- Shotgun sequencing is a powerful and widely used approach to DNA sequencing that involves randomly breaking a genome into numerous small fragments, sequencing each fragment individually, and then reassembling the complete sequence using computational algorithms based on overlapping regions.
- This method revolutionized genomics by enabling the sequencing of entire genomes without the need for prior knowledge of their structure. It played a pivotal role in major scientific efforts, most notably the Human Genome Project and the sequencing of complex organisms such as fruit flies, mice, and humans.
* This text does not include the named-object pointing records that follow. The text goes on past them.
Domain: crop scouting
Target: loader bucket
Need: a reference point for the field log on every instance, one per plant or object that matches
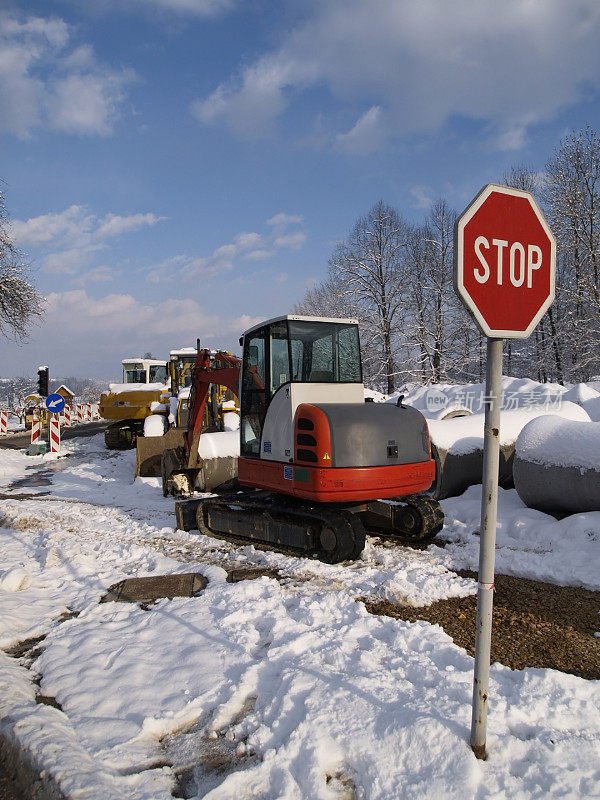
(149, 450)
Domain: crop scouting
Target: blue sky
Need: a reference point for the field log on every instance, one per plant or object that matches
(178, 169)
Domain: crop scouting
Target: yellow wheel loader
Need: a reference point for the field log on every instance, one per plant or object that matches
(157, 439)
(127, 404)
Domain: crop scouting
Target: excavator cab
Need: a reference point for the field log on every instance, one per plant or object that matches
(306, 430)
(317, 463)
(288, 361)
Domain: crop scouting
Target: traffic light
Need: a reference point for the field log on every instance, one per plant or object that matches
(43, 377)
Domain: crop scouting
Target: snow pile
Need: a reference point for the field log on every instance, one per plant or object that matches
(268, 689)
(580, 393)
(155, 425)
(552, 440)
(434, 402)
(529, 543)
(465, 434)
(221, 443)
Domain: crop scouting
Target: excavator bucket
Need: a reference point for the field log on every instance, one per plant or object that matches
(149, 450)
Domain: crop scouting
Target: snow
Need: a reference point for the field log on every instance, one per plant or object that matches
(465, 434)
(155, 424)
(290, 687)
(552, 440)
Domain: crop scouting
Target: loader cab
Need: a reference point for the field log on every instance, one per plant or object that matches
(144, 370)
(181, 364)
(294, 359)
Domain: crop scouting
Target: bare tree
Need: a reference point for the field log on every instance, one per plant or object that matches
(370, 269)
(20, 302)
(572, 196)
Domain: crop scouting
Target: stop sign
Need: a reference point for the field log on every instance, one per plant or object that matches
(505, 262)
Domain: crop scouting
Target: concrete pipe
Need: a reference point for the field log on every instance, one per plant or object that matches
(457, 447)
(557, 465)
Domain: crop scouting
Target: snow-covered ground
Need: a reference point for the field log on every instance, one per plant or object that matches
(273, 689)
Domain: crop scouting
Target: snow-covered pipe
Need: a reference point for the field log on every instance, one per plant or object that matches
(457, 446)
(557, 465)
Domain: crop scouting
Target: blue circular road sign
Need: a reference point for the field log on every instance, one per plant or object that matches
(55, 403)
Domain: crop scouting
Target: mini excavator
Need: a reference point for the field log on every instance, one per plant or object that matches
(318, 464)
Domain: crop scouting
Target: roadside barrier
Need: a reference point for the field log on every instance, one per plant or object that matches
(36, 426)
(54, 433)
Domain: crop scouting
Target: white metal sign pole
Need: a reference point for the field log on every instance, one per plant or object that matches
(487, 545)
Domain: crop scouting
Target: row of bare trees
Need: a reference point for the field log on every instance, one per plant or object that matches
(20, 302)
(396, 278)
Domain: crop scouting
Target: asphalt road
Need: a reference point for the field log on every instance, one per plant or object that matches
(20, 440)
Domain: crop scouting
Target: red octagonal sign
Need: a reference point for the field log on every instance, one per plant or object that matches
(505, 262)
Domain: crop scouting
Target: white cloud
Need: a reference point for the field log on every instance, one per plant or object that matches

- The term “shotgun” is derived from the method’s random fragmentation process, akin to how a shotgun blast scatters pellets unpredictably. In shotgun sequencing, high-molecular-weight DNA is first sheared into thousands or millions of small fragments using mechanical or enzymatic methods. These fragments are then cloned into vectors or directly sequenced using high-throughput sequencing technologies. Each fragment is sequenced independently, generating a large collection of short reads. These reads are then analyzed using bioinformatics tools to identify regions of overlap, which are used to reconstruct the original DNA sequence in a process known as sequence assembly.
- There are two main variants of this method: whole-genome shotgun sequencing (WGS) and hierarchical shotgun sequencing. In WGS, the entire genome is fragmented and sequenced at once, which offers speed and efficiency. However, this approach can be computationally intensive and challenging, especially for large or repetitive genomes. Hierarchical shotgun sequencing, by contrast, involves first mapping the genome into larger, ordered fragments (such as bacterial artificial chromosomes), sequencing each one separately using shotgun strategies, and then assembling them based on their known positions. This approach was originally favored in the Human Genome Project due to its greater reliability, though WGS ultimately proved faster and became the standard for subsequent projects.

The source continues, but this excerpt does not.